Refinement improves AR, NMS improves AP: Refinement recovers recall (AR), but without NMS, redundant candidates prevent high detection precision (AP).
Robustness to feature choice: The method works well across various DINOv2 variants, suggesting it relies on rich semantic features rather than low-level gradients.
Online rendering beats offline templates: Rendering with actual intrinsics and initial viewpoints provides higher quality features than retrieving pre-rendered templates.

Highlights & Insights¶

"One valid view is enough" robustness: 3D NMS does not require cross-view geometric consistency, avoiding CosyPose's failure mode where entire objects are dropped if some views are misaligned. This is the primary reason for the 14%+ gain in industrial scenarios.
Transferring feature-metric BA from camera localization to object pose: The core trick is optimizing a single world-frame pose and coupling multi-view constraints into one variable.
Generalization from frozen features: By offloading learning to DINOv2, the method has zero learnable parameters for specific objects, allowing it to onboard new objects in minutes.
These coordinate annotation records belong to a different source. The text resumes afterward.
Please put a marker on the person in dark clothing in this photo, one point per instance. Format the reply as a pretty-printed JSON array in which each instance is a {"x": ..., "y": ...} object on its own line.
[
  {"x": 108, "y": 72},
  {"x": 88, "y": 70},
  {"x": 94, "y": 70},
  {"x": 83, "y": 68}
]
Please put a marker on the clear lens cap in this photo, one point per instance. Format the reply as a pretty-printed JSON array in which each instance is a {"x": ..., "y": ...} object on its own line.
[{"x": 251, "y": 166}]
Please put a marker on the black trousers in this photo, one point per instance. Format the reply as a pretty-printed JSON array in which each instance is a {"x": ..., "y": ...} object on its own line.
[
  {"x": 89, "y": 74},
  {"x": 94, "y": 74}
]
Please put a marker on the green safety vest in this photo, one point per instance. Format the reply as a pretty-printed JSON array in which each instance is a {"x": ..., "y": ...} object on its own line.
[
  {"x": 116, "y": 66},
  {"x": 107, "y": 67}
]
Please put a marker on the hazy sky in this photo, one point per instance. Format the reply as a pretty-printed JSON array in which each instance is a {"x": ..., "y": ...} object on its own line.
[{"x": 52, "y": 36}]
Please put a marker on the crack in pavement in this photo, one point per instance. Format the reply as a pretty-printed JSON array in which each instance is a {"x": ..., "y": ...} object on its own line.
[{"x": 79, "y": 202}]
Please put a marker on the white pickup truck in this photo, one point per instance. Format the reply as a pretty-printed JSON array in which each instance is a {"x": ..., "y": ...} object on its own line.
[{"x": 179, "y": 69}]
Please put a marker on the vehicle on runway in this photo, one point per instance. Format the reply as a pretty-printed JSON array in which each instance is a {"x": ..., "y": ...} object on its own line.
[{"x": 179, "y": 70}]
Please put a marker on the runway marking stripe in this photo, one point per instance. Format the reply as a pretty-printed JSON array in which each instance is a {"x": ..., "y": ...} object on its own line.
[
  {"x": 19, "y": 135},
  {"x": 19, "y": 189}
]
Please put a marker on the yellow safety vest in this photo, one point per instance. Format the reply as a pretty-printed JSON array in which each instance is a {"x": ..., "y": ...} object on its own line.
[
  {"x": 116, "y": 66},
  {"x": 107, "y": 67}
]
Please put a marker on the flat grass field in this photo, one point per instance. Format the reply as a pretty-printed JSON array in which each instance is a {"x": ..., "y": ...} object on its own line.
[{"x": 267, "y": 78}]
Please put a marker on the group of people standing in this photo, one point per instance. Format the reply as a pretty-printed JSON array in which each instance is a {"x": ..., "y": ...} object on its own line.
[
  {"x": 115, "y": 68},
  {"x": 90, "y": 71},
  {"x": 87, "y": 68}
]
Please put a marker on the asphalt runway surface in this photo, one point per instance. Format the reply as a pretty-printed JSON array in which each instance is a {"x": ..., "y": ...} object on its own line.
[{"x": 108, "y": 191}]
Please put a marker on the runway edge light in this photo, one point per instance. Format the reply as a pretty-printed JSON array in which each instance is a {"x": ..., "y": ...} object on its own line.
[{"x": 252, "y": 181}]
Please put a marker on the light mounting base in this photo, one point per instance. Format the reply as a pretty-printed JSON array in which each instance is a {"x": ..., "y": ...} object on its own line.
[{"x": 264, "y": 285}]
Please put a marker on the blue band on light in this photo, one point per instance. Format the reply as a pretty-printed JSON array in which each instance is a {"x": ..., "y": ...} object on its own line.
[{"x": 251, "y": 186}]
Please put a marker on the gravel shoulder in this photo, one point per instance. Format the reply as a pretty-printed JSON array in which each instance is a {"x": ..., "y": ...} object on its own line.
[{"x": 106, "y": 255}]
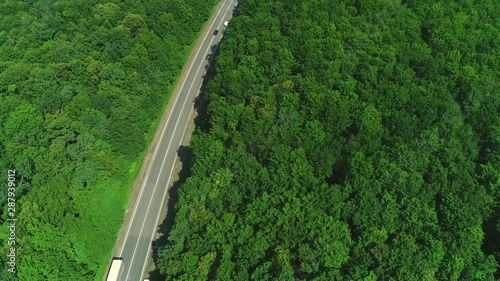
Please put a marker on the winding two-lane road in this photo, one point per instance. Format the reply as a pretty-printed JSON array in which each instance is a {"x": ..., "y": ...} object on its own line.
[{"x": 145, "y": 216}]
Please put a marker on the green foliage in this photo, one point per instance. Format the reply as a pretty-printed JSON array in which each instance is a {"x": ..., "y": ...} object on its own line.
[
  {"x": 81, "y": 82},
  {"x": 347, "y": 140}
]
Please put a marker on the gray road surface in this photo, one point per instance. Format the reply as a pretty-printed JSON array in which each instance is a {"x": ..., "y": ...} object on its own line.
[{"x": 144, "y": 221}]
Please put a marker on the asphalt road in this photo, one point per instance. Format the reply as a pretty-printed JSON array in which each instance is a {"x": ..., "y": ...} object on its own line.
[{"x": 144, "y": 219}]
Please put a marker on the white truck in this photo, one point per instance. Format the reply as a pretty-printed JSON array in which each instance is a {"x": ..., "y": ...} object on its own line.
[{"x": 116, "y": 270}]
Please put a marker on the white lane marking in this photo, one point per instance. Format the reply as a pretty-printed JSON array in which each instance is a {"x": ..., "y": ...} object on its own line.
[
  {"x": 168, "y": 147},
  {"x": 183, "y": 134}
]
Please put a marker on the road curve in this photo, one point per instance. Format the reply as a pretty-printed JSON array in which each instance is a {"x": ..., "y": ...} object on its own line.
[{"x": 144, "y": 220}]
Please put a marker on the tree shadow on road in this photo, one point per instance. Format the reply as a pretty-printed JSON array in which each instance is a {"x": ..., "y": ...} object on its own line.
[{"x": 185, "y": 155}]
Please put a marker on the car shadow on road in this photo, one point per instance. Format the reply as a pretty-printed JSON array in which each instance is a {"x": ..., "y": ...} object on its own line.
[{"x": 185, "y": 155}]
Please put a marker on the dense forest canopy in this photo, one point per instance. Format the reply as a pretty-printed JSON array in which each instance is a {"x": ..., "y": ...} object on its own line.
[
  {"x": 82, "y": 86},
  {"x": 347, "y": 140}
]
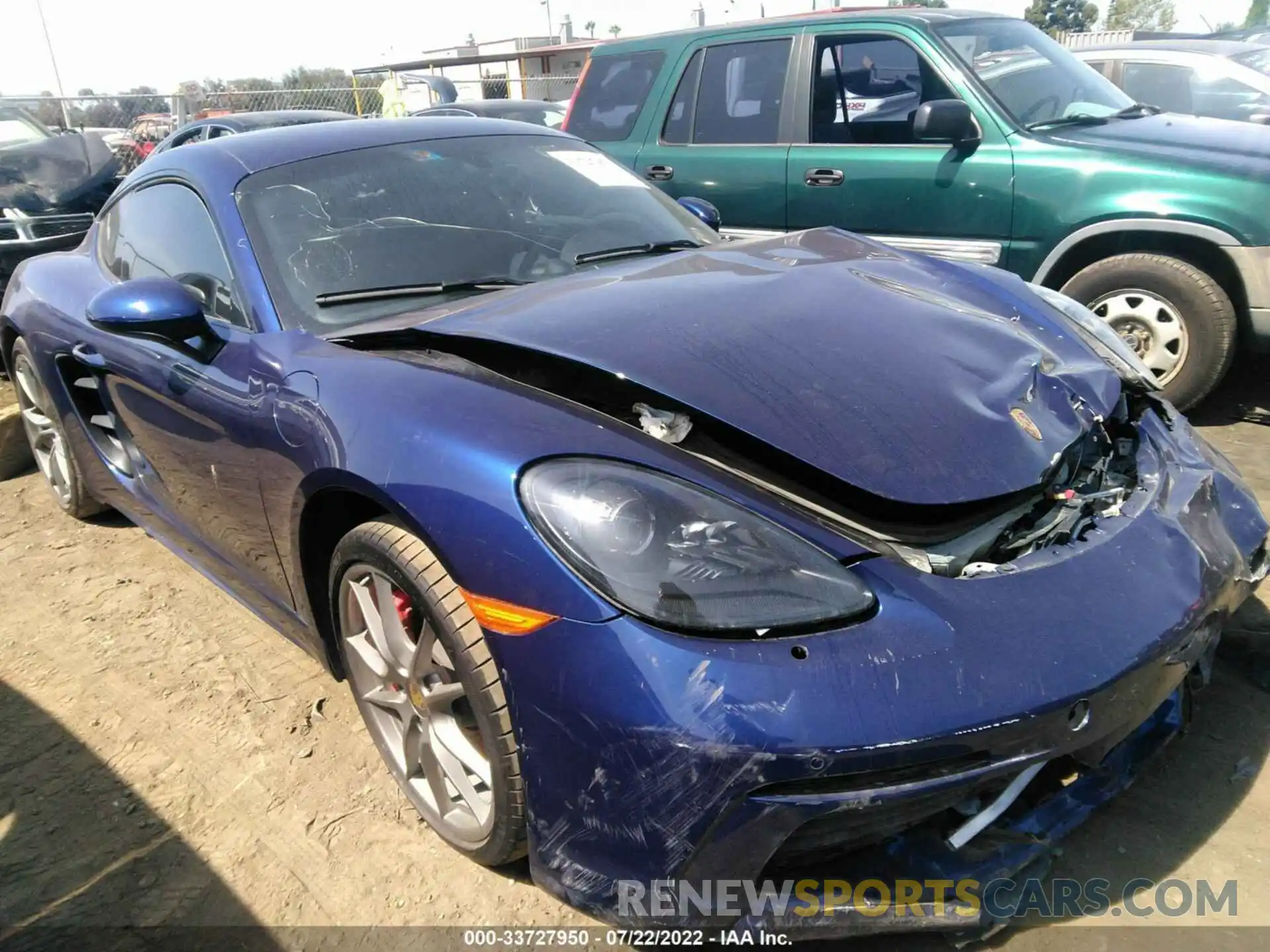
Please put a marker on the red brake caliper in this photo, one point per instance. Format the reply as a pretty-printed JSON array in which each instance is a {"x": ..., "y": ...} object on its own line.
[{"x": 402, "y": 602}]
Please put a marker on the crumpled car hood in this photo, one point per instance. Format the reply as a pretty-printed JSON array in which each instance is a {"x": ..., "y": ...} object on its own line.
[
  {"x": 916, "y": 380},
  {"x": 54, "y": 173}
]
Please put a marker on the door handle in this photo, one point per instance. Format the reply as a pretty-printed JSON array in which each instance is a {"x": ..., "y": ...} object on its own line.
[
  {"x": 824, "y": 177},
  {"x": 88, "y": 357}
]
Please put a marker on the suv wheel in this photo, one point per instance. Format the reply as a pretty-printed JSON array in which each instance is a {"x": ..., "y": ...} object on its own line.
[{"x": 1175, "y": 317}]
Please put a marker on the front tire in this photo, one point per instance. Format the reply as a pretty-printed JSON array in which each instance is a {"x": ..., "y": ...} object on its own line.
[
  {"x": 48, "y": 440},
  {"x": 15, "y": 451},
  {"x": 1175, "y": 317},
  {"x": 429, "y": 690}
]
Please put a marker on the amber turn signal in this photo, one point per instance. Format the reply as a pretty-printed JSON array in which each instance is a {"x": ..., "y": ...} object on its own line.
[{"x": 505, "y": 617}]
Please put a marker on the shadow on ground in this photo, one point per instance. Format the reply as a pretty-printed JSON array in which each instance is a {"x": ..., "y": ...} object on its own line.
[
  {"x": 84, "y": 862},
  {"x": 1242, "y": 397}
]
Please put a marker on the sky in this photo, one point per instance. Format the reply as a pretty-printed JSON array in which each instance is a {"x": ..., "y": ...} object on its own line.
[{"x": 161, "y": 44}]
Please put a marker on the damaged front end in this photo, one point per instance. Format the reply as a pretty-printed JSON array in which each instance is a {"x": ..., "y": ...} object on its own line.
[
  {"x": 1048, "y": 547},
  {"x": 51, "y": 188}
]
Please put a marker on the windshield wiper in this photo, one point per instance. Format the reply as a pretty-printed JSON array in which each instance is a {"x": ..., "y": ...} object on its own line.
[
  {"x": 1078, "y": 120},
  {"x": 1137, "y": 111},
  {"x": 341, "y": 298},
  {"x": 651, "y": 248},
  {"x": 1130, "y": 112}
]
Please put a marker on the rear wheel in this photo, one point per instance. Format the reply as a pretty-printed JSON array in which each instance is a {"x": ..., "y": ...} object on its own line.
[
  {"x": 1175, "y": 317},
  {"x": 48, "y": 440},
  {"x": 429, "y": 690}
]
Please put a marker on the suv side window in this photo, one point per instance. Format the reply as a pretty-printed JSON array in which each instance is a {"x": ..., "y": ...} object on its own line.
[
  {"x": 1160, "y": 84},
  {"x": 164, "y": 231},
  {"x": 868, "y": 88},
  {"x": 677, "y": 128},
  {"x": 742, "y": 87},
  {"x": 613, "y": 95},
  {"x": 187, "y": 138}
]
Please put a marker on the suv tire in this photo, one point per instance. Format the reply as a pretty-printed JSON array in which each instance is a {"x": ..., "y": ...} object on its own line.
[{"x": 1151, "y": 299}]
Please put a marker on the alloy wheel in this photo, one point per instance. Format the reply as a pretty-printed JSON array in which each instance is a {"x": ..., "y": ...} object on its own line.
[
  {"x": 414, "y": 705},
  {"x": 1151, "y": 325},
  {"x": 42, "y": 433}
]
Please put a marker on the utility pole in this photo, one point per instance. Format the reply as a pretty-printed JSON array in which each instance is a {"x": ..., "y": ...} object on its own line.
[{"x": 58, "y": 77}]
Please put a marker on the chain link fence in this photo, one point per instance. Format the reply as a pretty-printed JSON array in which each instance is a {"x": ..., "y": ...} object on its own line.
[{"x": 132, "y": 122}]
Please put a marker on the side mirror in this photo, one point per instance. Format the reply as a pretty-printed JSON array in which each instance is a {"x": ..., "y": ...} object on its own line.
[
  {"x": 159, "y": 309},
  {"x": 701, "y": 208},
  {"x": 945, "y": 121}
]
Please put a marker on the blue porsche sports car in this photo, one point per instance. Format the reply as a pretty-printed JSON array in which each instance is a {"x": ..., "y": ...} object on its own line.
[{"x": 646, "y": 554}]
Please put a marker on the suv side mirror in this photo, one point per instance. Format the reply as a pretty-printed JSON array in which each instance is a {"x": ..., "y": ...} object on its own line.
[
  {"x": 702, "y": 210},
  {"x": 159, "y": 309},
  {"x": 945, "y": 121}
]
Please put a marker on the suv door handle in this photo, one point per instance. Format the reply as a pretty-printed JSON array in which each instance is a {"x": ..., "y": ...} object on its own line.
[
  {"x": 88, "y": 357},
  {"x": 824, "y": 177}
]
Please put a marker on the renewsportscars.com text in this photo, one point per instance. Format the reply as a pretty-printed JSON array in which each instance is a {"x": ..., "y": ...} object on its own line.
[{"x": 1000, "y": 899}]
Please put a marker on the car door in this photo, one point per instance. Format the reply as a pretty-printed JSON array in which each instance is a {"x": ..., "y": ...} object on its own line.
[
  {"x": 855, "y": 163},
  {"x": 186, "y": 429},
  {"x": 723, "y": 135}
]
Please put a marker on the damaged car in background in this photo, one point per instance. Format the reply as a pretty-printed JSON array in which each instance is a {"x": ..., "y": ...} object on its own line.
[
  {"x": 51, "y": 186},
  {"x": 646, "y": 554}
]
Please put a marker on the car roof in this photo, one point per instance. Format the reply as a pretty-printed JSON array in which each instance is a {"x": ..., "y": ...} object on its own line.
[
  {"x": 272, "y": 118},
  {"x": 235, "y": 157},
  {"x": 497, "y": 106},
  {"x": 1213, "y": 48},
  {"x": 886, "y": 15}
]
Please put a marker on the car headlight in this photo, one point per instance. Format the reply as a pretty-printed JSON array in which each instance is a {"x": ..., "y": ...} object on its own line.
[
  {"x": 683, "y": 556},
  {"x": 1099, "y": 335}
]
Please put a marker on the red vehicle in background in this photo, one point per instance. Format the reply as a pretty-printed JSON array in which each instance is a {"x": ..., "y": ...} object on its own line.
[{"x": 145, "y": 132}]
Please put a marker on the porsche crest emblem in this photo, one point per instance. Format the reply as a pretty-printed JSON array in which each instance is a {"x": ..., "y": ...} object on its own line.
[{"x": 1025, "y": 423}]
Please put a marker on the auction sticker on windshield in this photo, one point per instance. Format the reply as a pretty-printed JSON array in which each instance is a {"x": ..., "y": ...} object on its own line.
[{"x": 599, "y": 168}]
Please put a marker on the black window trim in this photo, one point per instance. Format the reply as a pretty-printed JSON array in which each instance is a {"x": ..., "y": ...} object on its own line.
[
  {"x": 783, "y": 121},
  {"x": 198, "y": 135},
  {"x": 168, "y": 179},
  {"x": 812, "y": 63}
]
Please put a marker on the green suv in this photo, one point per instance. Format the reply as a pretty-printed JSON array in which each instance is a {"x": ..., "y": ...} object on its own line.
[{"x": 966, "y": 136}]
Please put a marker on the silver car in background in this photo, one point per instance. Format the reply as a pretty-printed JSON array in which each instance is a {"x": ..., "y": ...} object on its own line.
[{"x": 1217, "y": 78}]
Limitations & Future Work¶

Dependency on calibrated extrinsics: Assumes camera poses are provided by offline calibration; inaccurate extrinsics bias the refinement.
Dependency on single-view candidate quality: Refinement is a local optimization (LM). If all initial candidates are far from the true pose, it may converge to a local minimum.
Online rendering overhead: Rendering color and depth for every view increases computational cost per inference compared to offline templates.
Future Directions: Jointly optimizing camera extrinsics to relax calibration assumptions and exploring global search to mitigate local minima.

vs CosyPose [26]: Both use "aggregation + refinement," but CosyPose uses RANSAC for aggregation and needs symmetry annotations. AlignPose uses 3D NMS (higher recall) and feature-metric refinement without symmetry labels.
vs FoundPose [42]: FoundPose is single-view and uses offline templates. AlignPose generalizes this to multi-view joint optimization with online rendering.
vs DPODv2 [50] / CenDerNet [12]: These require object-specific training. AlignPose is training-free yet outperforms them even in "seen object" settings on T-LESS.

Rating¶

Novelty: ⭐⭐⭐⭐ Reformulating feature-metric refinement for multi-view object alignment is a clean and effective combination.
Experimental Thoroughness: ⭐⭐⭐⭐⭐ Comprehensive evaluation across 6 datasets and 4 single-view inputs.
Writing Quality: ⭐⭐⭐⭐ Clear motivation and pipeline explanation.
Value: ⭐⭐⭐⭐⭐ Plug-and-play for industrial multi-camera setups with significant AP gains.